If history is any guide, Washington and Lee University's Mock Democratic Convention next week probably will pick the Democratic Party's presidential and vice presidential candidates, three days before the Super Tuesday primaries and long before the real Democratic convention in July.

The school's mock conventions -- with parades through downtown Lexington, Va., party platform fights, roll call votes, and intense debating and vote trading by 1,600 student delegates -- have correctly chosen the nominees 14 out of 19 times since they began in 1908.

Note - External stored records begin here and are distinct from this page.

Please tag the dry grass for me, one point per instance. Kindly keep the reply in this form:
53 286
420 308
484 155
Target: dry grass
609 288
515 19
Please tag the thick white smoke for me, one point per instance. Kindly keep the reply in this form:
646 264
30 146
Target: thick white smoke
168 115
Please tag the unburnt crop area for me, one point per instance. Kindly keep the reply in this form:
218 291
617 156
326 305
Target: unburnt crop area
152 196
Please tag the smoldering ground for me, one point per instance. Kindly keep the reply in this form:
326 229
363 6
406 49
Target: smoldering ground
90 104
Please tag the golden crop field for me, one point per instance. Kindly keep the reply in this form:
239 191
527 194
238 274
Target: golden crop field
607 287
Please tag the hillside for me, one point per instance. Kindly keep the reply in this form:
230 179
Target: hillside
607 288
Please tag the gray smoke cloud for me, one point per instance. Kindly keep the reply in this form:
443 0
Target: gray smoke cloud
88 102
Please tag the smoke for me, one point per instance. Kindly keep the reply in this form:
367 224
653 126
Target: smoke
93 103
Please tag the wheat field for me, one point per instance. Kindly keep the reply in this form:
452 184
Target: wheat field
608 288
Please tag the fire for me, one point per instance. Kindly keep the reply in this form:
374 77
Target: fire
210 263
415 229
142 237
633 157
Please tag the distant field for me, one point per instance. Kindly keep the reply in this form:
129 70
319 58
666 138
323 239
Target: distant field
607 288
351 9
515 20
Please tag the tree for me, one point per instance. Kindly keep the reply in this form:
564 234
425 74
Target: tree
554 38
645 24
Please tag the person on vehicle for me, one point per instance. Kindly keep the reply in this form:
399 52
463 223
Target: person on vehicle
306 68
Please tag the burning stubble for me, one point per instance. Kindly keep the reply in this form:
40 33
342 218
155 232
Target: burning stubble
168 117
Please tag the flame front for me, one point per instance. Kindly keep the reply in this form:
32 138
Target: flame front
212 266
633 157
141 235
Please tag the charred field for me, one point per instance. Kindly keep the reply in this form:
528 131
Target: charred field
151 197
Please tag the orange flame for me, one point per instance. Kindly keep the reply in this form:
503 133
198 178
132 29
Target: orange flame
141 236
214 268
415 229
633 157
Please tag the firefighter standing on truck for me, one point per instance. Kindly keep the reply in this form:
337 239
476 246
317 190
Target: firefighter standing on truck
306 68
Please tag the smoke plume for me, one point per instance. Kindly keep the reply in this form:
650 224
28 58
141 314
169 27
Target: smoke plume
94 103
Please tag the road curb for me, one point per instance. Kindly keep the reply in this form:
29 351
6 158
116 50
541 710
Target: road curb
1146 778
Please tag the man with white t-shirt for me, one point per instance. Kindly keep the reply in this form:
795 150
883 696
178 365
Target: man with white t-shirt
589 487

So accurate are these simulated conventions of the party not in the White House that every four years in March, politicians travel to the school to speak to the gatherings.

And winners traditionally call to thank the mock delegates. When Ronald Reagan won the Mock Republican Convention in 1980, he phoned and jokingly asked if their record of choosing correctly meant he didn't have to campaign anymore.

Former president Harry S. Truman, keynote speaker at the 1960 Mock Democratic Convention, said: "This is a real convention, and I ought to know because I've been looking at them since 1912."

Washington and Lee, founded in 1749 and the nation's sixth-oldest institution of higher learning, launched the mock conventions after Democrat William Jennings Bryan spoke at the school in 1908 early in his campaign for president. Oberlin College in Ohio has had a mock convention since the Civil War era, but Washington and Lee students say their gathering, "for consistent accuracy and eye-filling opulence, simply has no peer."

The first Washington and Lee mock convention got off to a rowdy start when delegates supporting Bryan and Minnesota Gov. John A. Johnson got into a fistfight and Johnson supporters walked out. Bryan was nominated by the delegates who remained, and by the real Democratic convention six weeks later.

The only mock convention mistake in the last 42 years came in 1972. After deadlocking over Sen. George McGovern (D-S.D.) and former vice president Hubert H. Humphrey, the delegates chose Sen. Edward M. Kennedy (D-Mass.).

This year, New York Gov. Mario Cuomo will give the keynote address. Also scheduled to speak are former Massachusetts governor Michael S. Dukakis and former House speaker Thomas P. "Tip" O'Neill.

One of this convention's three chairmen, John Donaldson, a senior from Baltimore, said the success comes from six months of work by virtually every student at the school. They read newspapers and polls, and call political science professors and party leaders in all the states.

"It all boils down to the research," Donaldson said. "By this time we have a pretty good idea how each state will vote," and so far the research has predicted exactly what is happening, with former senator Paul Tsongas of Massachusetts and Arkansas Gov. Bill Clinton in the lead.

Donaldson would not make a prediction, but he said he expected "Clinton's campaign to pick up steam" by mock convention time.